学校の噂など知る筈もなく、ただ首を傾げるだけだった。


時計を見ると昼休み終了間近だったことに、三人は慌てる。


教室へ戻ると、門田はクラス中の視線を一斉に浴びたのだが、気にしないようにしながら席についた。




『やっぱ、門田と神崎さん付き合ってるんじゃね?』

窓際で固まっていた男子グループが、そのような噂をしているとは知らずに。




   ♂♀

学校も終わる時間帯になり、岸谷新羅はウキウキ気分でマンションの扉を勢い良く開けた。


『おかえり』

PDAに打ち込まれた単語でさえ、新羅にとっては授業の疲れも癒す薬となる。

「なんかセルティ、楽しそうだね」

『そうか?』

セルティの『表情』を見つめ、顎に手を当てながら理由を考える。

「分かった。神崎さんだろ?」

数秒しか考えていない筈なのに、何故だと問われれば、新羅は絶対にこう答えるだろう。


「俺はセルティのことなら何でも分かるよ」

期待を裏切らない新羅の言葉に、セルティは素直に頷いた。

『前に、私と彼女が二人きりになったことがあっただろう?』

門田が負傷し、新羅が手当てに行った夜のことだ。

確かに、新羅が戻ってみると二人は笑いながら談笑しており、周りに花が咲く幻覚まで見えそうだった。

PDAに次々と打ち込む指や影でさえも軽やかに舞い、見ている新羅も一緒になって踊りそうになる。

『すっかり美雪と意気投合してしまって……女の子の友達が出来たのは初めてだから、はしゃいでしまった』

前に教えた四字熟語をセルティが使っているのを見ただけで、新羅の心は晴れ晴れとした。

「セルティが嬉しいなら僕も嬉しいよ」

『そうだ。新羅に聞きたいことがあったんだ』

文字を見つつ、何でも聞いてよと笑顔になる。

『美雪と、門田京平って子は、その、付き合ってるのか?』

どもる文字をわざわざ打つセルティに抱き着きたいが、『変態新羅』と新たな四字熟語をたたき付けられるのが目に見えるので止めておいた。
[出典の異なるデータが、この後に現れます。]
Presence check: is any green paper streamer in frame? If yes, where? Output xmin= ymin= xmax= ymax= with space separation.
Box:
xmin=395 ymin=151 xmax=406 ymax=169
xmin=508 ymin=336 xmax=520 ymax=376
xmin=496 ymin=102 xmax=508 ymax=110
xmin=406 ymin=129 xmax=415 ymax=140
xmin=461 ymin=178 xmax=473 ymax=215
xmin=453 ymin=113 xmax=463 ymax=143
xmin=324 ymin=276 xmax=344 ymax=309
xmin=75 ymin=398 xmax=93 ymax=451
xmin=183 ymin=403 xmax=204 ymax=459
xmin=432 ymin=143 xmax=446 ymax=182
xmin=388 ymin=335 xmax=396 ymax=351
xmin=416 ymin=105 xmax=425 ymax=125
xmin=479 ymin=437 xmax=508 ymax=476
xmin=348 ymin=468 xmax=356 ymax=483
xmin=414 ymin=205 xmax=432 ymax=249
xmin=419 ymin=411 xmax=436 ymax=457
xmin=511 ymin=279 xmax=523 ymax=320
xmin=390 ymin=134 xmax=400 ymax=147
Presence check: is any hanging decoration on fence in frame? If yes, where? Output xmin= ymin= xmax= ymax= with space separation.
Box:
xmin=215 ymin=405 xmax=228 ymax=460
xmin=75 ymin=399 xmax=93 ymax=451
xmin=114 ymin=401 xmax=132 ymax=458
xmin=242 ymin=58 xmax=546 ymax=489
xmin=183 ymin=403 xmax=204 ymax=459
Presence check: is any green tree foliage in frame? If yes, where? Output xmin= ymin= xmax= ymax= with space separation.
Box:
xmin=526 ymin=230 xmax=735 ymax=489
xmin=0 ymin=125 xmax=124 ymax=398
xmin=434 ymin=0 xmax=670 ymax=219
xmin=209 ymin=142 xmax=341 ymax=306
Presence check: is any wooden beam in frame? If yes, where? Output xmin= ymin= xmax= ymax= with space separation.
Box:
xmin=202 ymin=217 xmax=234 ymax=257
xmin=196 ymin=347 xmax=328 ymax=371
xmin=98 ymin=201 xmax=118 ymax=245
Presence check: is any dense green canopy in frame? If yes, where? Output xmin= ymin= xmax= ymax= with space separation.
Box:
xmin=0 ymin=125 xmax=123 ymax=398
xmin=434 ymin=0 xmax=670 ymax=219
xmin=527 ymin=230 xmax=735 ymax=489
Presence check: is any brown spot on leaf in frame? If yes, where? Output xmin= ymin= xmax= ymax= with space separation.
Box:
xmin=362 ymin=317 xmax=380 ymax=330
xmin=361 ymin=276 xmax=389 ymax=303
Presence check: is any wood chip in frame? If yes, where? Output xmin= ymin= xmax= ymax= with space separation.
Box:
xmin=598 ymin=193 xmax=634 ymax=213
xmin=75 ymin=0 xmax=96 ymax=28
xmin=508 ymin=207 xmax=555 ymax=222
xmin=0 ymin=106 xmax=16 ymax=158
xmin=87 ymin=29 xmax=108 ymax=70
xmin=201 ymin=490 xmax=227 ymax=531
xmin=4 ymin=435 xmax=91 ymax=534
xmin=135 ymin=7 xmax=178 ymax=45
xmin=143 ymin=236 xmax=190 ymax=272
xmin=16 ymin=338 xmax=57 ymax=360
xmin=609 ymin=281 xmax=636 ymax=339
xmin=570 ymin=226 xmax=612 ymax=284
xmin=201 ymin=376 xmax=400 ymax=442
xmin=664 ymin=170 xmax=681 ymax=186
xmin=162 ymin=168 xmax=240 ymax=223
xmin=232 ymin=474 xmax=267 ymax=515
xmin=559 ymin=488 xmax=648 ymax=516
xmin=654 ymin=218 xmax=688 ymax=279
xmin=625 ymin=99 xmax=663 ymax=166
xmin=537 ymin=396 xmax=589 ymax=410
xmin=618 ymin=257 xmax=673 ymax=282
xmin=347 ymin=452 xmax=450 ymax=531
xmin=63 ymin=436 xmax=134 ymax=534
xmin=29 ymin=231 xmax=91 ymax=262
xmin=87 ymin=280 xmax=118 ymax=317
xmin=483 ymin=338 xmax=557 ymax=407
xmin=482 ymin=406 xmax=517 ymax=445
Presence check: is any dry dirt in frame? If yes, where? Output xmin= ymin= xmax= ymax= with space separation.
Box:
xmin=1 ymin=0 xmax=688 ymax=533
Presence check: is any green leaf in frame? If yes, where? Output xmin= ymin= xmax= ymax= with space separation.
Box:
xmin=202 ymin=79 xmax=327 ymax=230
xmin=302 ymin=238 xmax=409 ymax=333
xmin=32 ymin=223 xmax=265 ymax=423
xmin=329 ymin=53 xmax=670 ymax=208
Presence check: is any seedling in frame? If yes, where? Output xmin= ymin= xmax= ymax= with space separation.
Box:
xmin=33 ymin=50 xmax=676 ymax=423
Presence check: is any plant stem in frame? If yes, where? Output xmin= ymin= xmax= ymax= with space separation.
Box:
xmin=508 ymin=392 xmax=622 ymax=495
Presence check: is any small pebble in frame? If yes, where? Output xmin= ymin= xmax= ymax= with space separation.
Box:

「んー。真相は僕も分からないんだけどね。二人は付き合ってるんじゃないかって噂で、学校中持ち切りだよ。まあ私はセルティとそんな噂が池袋中に流れるなら大歓迎だけど!」

口説き文句を流しながら、セルティは再び美雪を運んだ日の記憶を引き戻す。

黙るセルティに、ペラペラと何かを喋っている新羅。


──片想い……いや、両想い……?ああ、人間の恋は複雑だ。

恋愛には疎いセルティだが、これだけは自信を持ってPDAに打ち込める。

『門田は、美雪のことが好きなんだろう?』

「そうだねぇ。門田くんってムスッとしてるけど、神崎さんといるといっつも笑顔だもんなぁ」

セルティは、自分の勘に心の中でガッツポーズをする。


「多分、静雄もだと思うなぁ」

『それは前に、一日で惚れさせたとか聞いたぞ』

あの時の新羅の話す笑顔とテンションが忘れられず、今だに笑いそうになる。

「倒れたって聞いて飛んできた静雄の顔、泣きそうだったもん」

『……ある意味レアだな』

女子のように泣く静雄は想像できなかった。

「……後は、臨也かな。話してるだけでニコニコニコニコしてる」

折原臨也。
前に新羅が家に招き入れたが、終始笑顔でそれを崩すことはなかった。

『アイツはいつも笑ってるだろう』

最もな意見だが、新羅は肩を竦める。

「何て言うんだろ、いつもは何か悪逆非道なことを企んでる笑顔だけど……純粋って言えばいいのかな?いかにも、楽しい!って感じで笑って……」

そんなに表現しにくいのか、とセルティは子供のように純粋な笑顔の臨也を想像して──ソファから転げ落ちそうになった。

「ニヤニヤしてる笑顔と、ニコニコしてる笑顔……かな」

何となく分かったので、それで説明がついた。